Hibernate has two caches. The "First Level Cache" is the Session cache and is implicit. Every object loaded into the same Session is in this cache. The "Second Level Cache" is a mechanism Hibernate provides to allow object to be loaded into another caching technology (such as
JBoss Cache). You need to configure both the second level cache plus define in your mapping files which objects participate in this cache.
its generating some internal id
Hibernate, assuming your mapping files are correct, uses a records Primary Key to identify objects. It doesn't generate any other ID, internal or otherwise, to identify objects in the Session.
Now when in second application using hibernate again i try to insert some third value to same table i doesn't permit to insert this new value(As what we are thinking here internal hibernate cache is having some conflict with these two self generated ids.)

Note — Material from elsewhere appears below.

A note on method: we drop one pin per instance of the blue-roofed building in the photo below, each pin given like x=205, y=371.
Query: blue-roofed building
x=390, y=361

What is the Exception you see? When you say "self-generated" do you mean you are using the "assigned" primary key generation strategy and it is your own application that is providing the primary key value?
the other thing is that if i create my own cache mechanism (not by hiberanete) maintenane or say the speed will vary as every time updating
values will upload and next time will be able to read from cache.
Not sure I understand you here. Are you asking if using a cache will make the application run faster? If so, then the answer is usually yes, since you no longer have to go to the database for every object. However you increase the likelyhood of stale objects.